Cerpen : Penantian dalam Pencarian


Cerpen Kiriman Nike Angguni T.L dari BSI Kelas II C

Jangan lupa lihat komentar kami mengenai cerpen ini, untuk kritik dan sarannya ditunggu

Sebuah cerita tentang perjalan hidup dan perjuangan untuk menemukan wanita yang telah melahirkanku. Inilah aku seorang gadis berusia 20 tahun . Aku adalah Yuri, Yurika Anastsya. Aku tinggal dipinggiran Kota Jakarta, di suatu pemukuiman yang warganya memiliki jiwa sosial yang tinggi. Sejak kecil aku dibesarkan oleh kakek dan nenekku. Aku sangat menyayangi mereka tapi sejak 10 tahun yang lalu aku hanya tinggal berdua dengan Nenek, karena Kakek telah meninggal, sejak saat itu Nenek bekerja seorang diri demi menghidupiku. Nenek adalah semangatku, tetap tegar dan semangat bahkan Ia tak peduli dengan usianya kini telah lanjut . Aku selalu berdoa agar Nenek selalu diberi kesehatan dan umur yang panjang, karena hanya Nenek-lah miliku satu-satunnya di dunia ini.

Kini aku bekerja sebagai waitres. Aku bekerja paruh waktu sehingga aku bisa membantu-bantu nenek. Setelah lulus SMA, aku tidak melanjutkan pendidikanku karena aku tak ingin terlalu menyusahkan Nenek. Padahal aku bercita-cita menjadi seorang dokter, tapi sepertinya itu ta akan mungkin terjadi. Oleh karena itu, aku memilih untuk bekerja agar aku bisa membantu ekonomi Nenek. Apapun akan kulakukan untuk membahagiakan Nenek karena aku sangat menyayanginya. Jam kerjaku mulai dari jam 8 pagi sampai jam 4 sore. Jadi sebelum aku pergi bekerja, Aku bisa membantu Nenek jualan dipasar.

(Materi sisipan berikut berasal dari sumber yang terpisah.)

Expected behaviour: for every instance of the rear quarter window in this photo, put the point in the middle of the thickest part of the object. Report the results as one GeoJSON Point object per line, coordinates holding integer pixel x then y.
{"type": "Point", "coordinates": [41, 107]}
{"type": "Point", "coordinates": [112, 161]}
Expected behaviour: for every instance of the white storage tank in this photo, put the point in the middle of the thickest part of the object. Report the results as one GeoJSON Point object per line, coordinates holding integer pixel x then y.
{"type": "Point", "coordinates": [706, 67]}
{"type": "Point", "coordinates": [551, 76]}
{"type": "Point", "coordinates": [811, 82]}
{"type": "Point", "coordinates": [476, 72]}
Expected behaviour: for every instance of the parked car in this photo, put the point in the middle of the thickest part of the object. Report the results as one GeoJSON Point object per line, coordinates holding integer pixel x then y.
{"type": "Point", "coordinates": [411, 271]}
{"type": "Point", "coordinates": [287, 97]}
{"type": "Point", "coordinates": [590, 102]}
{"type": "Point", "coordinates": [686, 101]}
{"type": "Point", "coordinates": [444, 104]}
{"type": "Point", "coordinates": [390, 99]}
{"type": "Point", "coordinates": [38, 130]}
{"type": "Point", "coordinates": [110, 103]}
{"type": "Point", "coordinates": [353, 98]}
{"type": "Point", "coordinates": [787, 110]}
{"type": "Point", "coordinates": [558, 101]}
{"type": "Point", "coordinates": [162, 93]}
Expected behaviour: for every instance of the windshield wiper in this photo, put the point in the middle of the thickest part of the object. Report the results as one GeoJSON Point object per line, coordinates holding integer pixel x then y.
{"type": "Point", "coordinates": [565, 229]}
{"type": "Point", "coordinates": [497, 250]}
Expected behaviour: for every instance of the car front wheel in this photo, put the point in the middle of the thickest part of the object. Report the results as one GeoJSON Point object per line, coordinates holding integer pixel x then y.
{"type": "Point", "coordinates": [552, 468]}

Aku dibesarkan Nenek sejak bayi, tak jarang aku berpikir sebenarnya aku anak ibuku atau anak Nenekku? Belum pernah sekalipun aku bertemu dengan Ibuku, melihat langsung wajah Ibu. Aku hanya dapat melihat wajah Ibuku dari sebuah foto . Lantas kemanakah Ayahku? tak pernah sedikitpun Nenek bercerita tentang Ayahku, tentang Ibuku, setiap aku bertanya kepada Nenek, Ia hanya dapat menangis dan selalu bilang, “Suatu saat nanti kamu pasti akan mengetahuinya, Nenek akan menceritakan semuanya jika sudah tepat waktunya.” Sebenarnya aku sangat ingin mengetahui lebih banyak cerita tentang kedua orang tuaku. Tapi aku juga tak ingin melihat nenek menangis, keceriaan Nenek adalah sesuatu yang paling berharga dalam hidupku. Akhirnya aku tak pernah menanyakan hal itu lagi.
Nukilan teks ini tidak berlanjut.